Disease-related Variant Annotation

What is Disease-related Variant Annotation (DVA)?

DVA is a tool for predicting the functional impact of single nucleotide variants (missense) in the human genome.

In the past decade, single nucleotide variants (SNVs) have been identified as having a significant relationship with the development and treatment of cancer. Among them, prioritizing missense variants for further functional impact investigation is an essential challenge in the study of common disease and cancer. Although several computational methods have been developed to predict the functional impacts of variants, the predictive ability of these methods is still insufficient in the mendelian and cancer missense variants. Thus, we present a novel prediction method called the disease-related variant annotation (DVA) method that predicts the effect of missense variants based on a comprehensive feature set of variants, notably, introduce the allele frequency and protein-protein interaction (PPI) network feature based on graph embedding.
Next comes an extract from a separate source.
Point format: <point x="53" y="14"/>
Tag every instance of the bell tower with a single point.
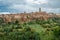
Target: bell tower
<point x="39" y="9"/>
Benchmarked against datasets of single nucleotide missense variants, the DVA method outperforms the state-of-the-art methods by up to 0.473 in the AUROC. The results demonstrate that the proposed method can accurately predict the functional impact of single nucleotide missense variants and substantially outperform existing methods.

In this article, two factors may contribute to the improved prediction performance. First, two new types of features have been introduced to significantly improve the predictive ability of this algorithm: 1) variant allele frequencies in different populations. When a SNP is widely present in the population, it often has no pathogenic effect on the operation of the organism. On the contrary, if a SNP only appears in a few individuals, its impact on the organism may be more pathogenic. It has been less taken into account in previous prediction tools. 2) PPI network features. Whether it is normal organic operations or harmful molecular changes, it is often not a single factor that promotes its development, but the interaction of multiple molecules or changes in key molecules that lead to essential changes in the entire working mechanism. In the past, little attention has been paid to the interaction mechanism of different molecules in the research on the effect of variants. Here we used the PPI network to represent the interaction of molecules with different variants through feature extraction and used these features to predict the impact of variants and achieved good performance. Second, a random forest model was constructed to predict the functional impact of variants. By merging the different types of features and the DVA model, the DVA algorithm has significantly improved the prediction of the impact of missense variants.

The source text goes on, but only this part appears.